Recent military operations to retake ISIS-controlled areas have already uprooted 240,000 people from their homes in cities like Fallujah and the areas south of Mosul. Some 3 million Iraqis remain trapped, living under ISIS’s brutal rule. ISIS imposes strict laws of dress and behavior and carries out harsh punishment – including execution – for any disobedience.
Displaced Iraqis now living in Kirkuk in northern Iraq have told International Rescue Committee aid workers about the nightmare of life under ISIS. Here are some of their stories:
Fled to: Kirkuk in June with her four young sons
We lived comfortably before ISIS. Our life was very nice. But everything changed after they arrived.
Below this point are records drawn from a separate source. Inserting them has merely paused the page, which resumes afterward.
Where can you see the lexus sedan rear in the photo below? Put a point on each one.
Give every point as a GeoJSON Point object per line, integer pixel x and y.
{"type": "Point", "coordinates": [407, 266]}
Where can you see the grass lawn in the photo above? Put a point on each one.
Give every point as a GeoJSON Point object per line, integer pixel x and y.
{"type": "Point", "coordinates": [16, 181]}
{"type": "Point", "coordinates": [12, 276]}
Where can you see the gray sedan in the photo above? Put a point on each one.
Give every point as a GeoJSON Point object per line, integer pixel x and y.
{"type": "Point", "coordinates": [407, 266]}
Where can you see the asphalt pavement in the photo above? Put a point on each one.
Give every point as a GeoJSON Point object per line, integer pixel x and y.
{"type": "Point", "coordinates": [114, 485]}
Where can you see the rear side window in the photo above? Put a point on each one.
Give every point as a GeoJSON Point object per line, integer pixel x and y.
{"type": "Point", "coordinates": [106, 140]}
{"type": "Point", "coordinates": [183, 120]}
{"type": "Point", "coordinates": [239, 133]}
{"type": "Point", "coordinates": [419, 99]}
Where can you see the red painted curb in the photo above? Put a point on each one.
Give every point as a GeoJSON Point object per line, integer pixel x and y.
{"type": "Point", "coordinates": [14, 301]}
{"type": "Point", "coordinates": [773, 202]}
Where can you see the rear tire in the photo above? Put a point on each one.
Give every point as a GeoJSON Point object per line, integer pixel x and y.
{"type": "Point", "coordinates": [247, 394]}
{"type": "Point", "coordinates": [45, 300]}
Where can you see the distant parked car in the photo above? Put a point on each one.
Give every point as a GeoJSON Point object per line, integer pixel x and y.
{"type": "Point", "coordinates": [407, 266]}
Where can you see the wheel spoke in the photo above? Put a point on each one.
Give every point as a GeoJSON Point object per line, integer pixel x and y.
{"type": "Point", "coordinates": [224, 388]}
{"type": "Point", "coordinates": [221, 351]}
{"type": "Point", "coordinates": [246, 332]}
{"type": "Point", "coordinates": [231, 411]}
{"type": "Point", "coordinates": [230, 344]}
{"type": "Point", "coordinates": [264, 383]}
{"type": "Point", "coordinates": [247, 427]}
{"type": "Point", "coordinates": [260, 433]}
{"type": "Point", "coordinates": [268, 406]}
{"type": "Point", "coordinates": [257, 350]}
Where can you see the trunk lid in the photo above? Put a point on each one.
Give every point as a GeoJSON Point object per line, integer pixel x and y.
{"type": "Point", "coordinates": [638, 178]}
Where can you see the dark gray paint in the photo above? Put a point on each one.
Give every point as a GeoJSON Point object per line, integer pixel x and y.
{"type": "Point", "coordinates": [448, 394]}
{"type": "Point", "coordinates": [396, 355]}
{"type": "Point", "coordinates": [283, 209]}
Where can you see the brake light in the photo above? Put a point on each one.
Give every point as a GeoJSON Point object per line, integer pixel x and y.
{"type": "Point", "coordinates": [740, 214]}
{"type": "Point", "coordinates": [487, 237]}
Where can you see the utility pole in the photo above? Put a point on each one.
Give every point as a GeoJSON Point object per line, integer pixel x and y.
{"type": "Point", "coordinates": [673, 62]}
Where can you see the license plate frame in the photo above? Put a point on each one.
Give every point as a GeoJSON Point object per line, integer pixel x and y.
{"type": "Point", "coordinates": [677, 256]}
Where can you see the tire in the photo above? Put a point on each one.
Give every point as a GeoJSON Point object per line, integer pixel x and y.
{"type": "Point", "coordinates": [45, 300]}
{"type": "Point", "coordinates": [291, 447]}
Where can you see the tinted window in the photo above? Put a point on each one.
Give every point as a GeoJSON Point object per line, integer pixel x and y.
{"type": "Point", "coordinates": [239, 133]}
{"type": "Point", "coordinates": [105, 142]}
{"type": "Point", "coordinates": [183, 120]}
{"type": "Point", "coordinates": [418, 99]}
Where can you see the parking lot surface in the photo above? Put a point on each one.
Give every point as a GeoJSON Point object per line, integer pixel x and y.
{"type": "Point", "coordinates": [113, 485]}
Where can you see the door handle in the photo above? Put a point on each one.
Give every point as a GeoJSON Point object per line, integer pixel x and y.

They attacked us at night. My sister and her husband were both killed. We found them dead in their beds the next day. Only their small children were left alive. We don’t know why they were killed, but we think it’s because two of my sister’s sons are in the Iraqi army.
They executed anyone accused of being ‘traitors’ and connected to the [Iraqi] government. They would leave their bodies hanging on poles for a week. Women who don’t wear the veil will be executed.
We left only with the clothes we were wearing. I have other brothers and sisters who couldn’t escape. I miss them a lot. We call them on cell phones, but we have to be careful. Anyone caught with a phone can be executed.
We now live in Kirkuk in this building, which has two rooms and a kitchen, but also snakes. Big snakes. We are very scared. It’s hard to put the children to sleep because they are scared of the snakes.
We are in debt and haven’t paid the rent. If we don’t pay we will have to leave. I have no idea where we will go. Watch Thatha's story.
Fled to: Kirkuk at the end of August with his wife Sweheila, 25, and four children aged 2-6 years old
We left because of the executions and harassment. We were forced to dress a certain way. We were hungry, we had no money – prices were crazy high and there was no work. Money is the most important thing we need now to pay rent and buy food. We had to leave.
We couldn’t bring anything with us because we were walking. But we also didn’t want ISIS to know we were leaving – anyone captured for leaving would be executed.
We walked straight into the wilderness and crossed over a mountain to avoid checkpoints. We walked 16 hours. I had to carry my children who were very thirsty and hungry.
We had to be careful where we stepped. Around 40 families crossed together, but some were killed on the way. I don’t know how many; it was dark. We didn’t stop for anything. We would have been killed if we were caught.
Fled to: Kirkuk with his ill father and wife Assem at the end of July
I left because of ISIS. They were very cruel. You had to obey their rules. If they even saw a finger of a woman showing, they would threaten violence. If you resisted in any way, you would be killed. Two of my brothers were beaten for many hours after being accused of working with the Iraqi army. Anyone with a cell phone would be executed as a traitor.
After the start of the military operation, we decided to run because the children were too scared by the bombings and explosions. I had to practice before making the journey. I made my children walk for 30 minutes every day so they were ready for the walk.
If you are caught trying to leave, your belongings would be confiscated and your house destroyed. Two of my cousins were killed trying to escape. Three managed it. All five of their homes were later blown up.
We had to walk for about three hours trying to avoid the mines and explosive devices. We used a shepherd who knew the safest route to show us the way. I passed one checkpoint by saying I was going to get medicine for my father-in-law’s brain tumour.